Even years after Fallacies Of Distributed Computing were set, application still assumes that they have unlimited bandwidth provided by the fabric. Applications such as Hadoop, map-reduce, VMotion etc. are few examples that make such assumptions leading to problems like TCP Incast , Congestion due to Elephant and Mice and micro-burst in the network.
Fabric provides various tools like QCN, PFC, DCTCP, WRED, ECMP, switch-buffer etc. Yes, so many and many more are not covered here.
Do any or combination of few solve the problem of congestion ?. Not Really. But combination of few can handle the problem better.

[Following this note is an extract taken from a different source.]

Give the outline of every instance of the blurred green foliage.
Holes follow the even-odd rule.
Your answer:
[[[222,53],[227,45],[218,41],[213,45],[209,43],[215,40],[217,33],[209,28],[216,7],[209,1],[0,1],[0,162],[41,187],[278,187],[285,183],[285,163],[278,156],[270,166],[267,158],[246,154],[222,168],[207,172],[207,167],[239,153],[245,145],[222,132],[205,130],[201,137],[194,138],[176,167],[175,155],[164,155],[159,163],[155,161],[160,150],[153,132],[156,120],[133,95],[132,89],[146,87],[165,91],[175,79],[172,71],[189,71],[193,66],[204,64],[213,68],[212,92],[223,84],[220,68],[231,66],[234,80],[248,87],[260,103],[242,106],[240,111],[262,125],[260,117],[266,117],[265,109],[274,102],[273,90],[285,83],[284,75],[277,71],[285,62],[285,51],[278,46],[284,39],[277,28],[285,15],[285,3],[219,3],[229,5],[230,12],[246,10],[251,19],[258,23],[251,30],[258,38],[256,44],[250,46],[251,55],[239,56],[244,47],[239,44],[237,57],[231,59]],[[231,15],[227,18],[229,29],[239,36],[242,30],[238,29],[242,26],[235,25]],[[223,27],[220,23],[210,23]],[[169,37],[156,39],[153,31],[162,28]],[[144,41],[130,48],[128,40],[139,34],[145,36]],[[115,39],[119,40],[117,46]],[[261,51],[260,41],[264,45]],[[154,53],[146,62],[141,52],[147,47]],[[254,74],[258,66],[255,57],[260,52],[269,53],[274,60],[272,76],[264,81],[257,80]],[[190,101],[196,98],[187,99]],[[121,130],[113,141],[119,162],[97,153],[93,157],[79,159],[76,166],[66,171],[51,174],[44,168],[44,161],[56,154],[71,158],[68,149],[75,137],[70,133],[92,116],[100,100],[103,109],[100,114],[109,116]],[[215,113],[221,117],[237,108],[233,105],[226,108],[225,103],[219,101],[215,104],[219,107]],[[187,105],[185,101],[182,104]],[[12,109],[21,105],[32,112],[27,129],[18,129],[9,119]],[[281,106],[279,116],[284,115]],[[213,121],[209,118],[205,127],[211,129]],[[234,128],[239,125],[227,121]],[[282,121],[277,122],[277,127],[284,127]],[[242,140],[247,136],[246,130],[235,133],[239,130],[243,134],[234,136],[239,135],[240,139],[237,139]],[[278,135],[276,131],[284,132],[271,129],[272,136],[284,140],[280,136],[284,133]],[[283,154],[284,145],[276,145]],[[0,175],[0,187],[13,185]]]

QCN, DCTCP, WRED informs the source about the congestion in the network thro' explicit or implicit control message. QCN and DCTCP generate explicit control message thro' QCN feedback and ECN respectively while WRED informs source implicitly by dropping a random packet from the source for it to figure out congestion in the network. In all cases, source cuts down it's sending rate there by reducing the congestion in the network. These mechanism work only for Elephant flows as they live longer in the network. Latency sensitive Mice lives only for short time to react to these messages. So, Incast due to Mice like Hadoop are not solved by QCN, DCTCP or WRED. On the other hand, Latency sensitive Mice gets more bandwidth when Elephants cuts down it's sending rate.
PFC is another tool where local node informs immediate neighbor's (nbrs) about the congestion on a queue thro' flow control message (FCM). One receiving FCM, nbrs does following for the COS on which FCM is received.
- Stops sending
- Starts buffering
- Starts sending only after specific period of time
During buffering period, if the nbr starts experiencing congestion, would send an FCM to it's nbr's and so on. In some sense, PFC is hop by hop and takes a while for source to get to know about the congestion in the network for it to cut down the rate.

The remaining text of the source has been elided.